Breakups: Lead By The Spirt
There have been points in my life where I felt utterly stuck in motion. No matter how many ways I tried to move I was always repeating the same mistakes, going around the same mountains and realizing the same things. It is a hard pill to swallow when the same trials in your life reappear 10 years later. I came to that point of realization again recently as I ended another romantic relationship. There was plenty of blame to go around (of course more on his side). While I could sit there and rack up an entire list of things my partner did wrong, and have friends who would co-sign and cheer me on as I did so it did not feel right this time. I couldn’t blame him, I couldn’t even blame God the only thing left after going through this test yet again and failing was ME. You see the arrow had been slightly pointed toward me my last major break up, but this time there was a big red Vegas style arrow just hanging over my head.

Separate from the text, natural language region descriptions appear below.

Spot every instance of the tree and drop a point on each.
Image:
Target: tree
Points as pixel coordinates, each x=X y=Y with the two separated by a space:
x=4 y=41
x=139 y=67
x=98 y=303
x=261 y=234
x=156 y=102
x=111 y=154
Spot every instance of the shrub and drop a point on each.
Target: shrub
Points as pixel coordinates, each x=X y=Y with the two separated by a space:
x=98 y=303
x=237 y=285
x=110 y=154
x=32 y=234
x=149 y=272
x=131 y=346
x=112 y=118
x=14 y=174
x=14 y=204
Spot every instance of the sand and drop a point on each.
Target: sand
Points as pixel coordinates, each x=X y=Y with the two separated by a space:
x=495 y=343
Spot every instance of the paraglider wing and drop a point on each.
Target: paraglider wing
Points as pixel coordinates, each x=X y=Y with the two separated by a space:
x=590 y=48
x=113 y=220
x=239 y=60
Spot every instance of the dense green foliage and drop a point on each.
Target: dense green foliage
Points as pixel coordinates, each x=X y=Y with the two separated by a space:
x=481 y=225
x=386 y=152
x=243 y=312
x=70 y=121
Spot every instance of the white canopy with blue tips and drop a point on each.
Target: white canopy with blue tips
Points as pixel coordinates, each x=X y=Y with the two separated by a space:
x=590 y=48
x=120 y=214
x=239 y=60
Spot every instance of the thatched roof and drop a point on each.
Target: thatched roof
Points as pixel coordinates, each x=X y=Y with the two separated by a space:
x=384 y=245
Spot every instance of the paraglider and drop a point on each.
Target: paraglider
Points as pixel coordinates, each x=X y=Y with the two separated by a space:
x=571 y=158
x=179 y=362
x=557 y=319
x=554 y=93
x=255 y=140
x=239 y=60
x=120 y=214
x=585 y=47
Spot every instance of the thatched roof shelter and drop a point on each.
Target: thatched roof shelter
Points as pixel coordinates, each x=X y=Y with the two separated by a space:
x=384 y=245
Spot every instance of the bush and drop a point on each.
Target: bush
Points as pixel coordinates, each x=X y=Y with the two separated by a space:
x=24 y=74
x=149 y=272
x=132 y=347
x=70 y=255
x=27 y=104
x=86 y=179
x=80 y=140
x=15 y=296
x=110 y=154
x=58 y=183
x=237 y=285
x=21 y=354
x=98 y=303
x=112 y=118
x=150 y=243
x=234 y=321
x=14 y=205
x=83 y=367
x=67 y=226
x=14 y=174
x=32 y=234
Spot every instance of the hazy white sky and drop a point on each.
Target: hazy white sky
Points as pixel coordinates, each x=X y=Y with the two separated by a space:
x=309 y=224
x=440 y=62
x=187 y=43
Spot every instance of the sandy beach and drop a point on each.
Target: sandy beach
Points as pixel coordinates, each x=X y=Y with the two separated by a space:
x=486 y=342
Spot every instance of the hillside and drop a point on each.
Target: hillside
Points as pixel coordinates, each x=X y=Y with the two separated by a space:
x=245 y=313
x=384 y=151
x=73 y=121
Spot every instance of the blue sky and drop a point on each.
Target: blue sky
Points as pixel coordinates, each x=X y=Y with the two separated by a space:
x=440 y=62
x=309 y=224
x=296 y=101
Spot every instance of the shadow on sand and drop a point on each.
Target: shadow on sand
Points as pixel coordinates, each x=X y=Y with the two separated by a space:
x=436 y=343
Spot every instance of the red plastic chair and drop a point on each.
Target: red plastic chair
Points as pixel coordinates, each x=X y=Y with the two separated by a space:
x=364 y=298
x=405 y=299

My friends reading this will probably think I am ridiculous even my ex reading this may think I am as well. I don’t think I was a bad girlfriend. I was supportive, caring and I truly loved and sacrificed. Actually, the reason that the blame is on me has nothing to do with my ex but entirely to do with my own spiritual relationship. God had made things plain at various times in the process of dating and then getting into a serious relationship that this was not the situation for me and that I should not continue. I fought against those spiritual promptings. I silenced the inner voice of God and I chose my own voice. I figured, this was my chance I rationalized “I am at a level of intelligent faith that I derive the spiritual lessons in a relationship that I wasn’t meant to be in.” I was scraping for meaning in everything. I felt the entire thing was grooming my spirit. The problem was it wasn’t and one day I looked up and didn’t even recognize myself. I had go so far down a road of following my own will that I had become someone who God had not intended me to be. Maybe, I could rationalize things if the new person I was becoming was better - but it was far from it. I felt my heart growing cold toward God and I knew it was time to go.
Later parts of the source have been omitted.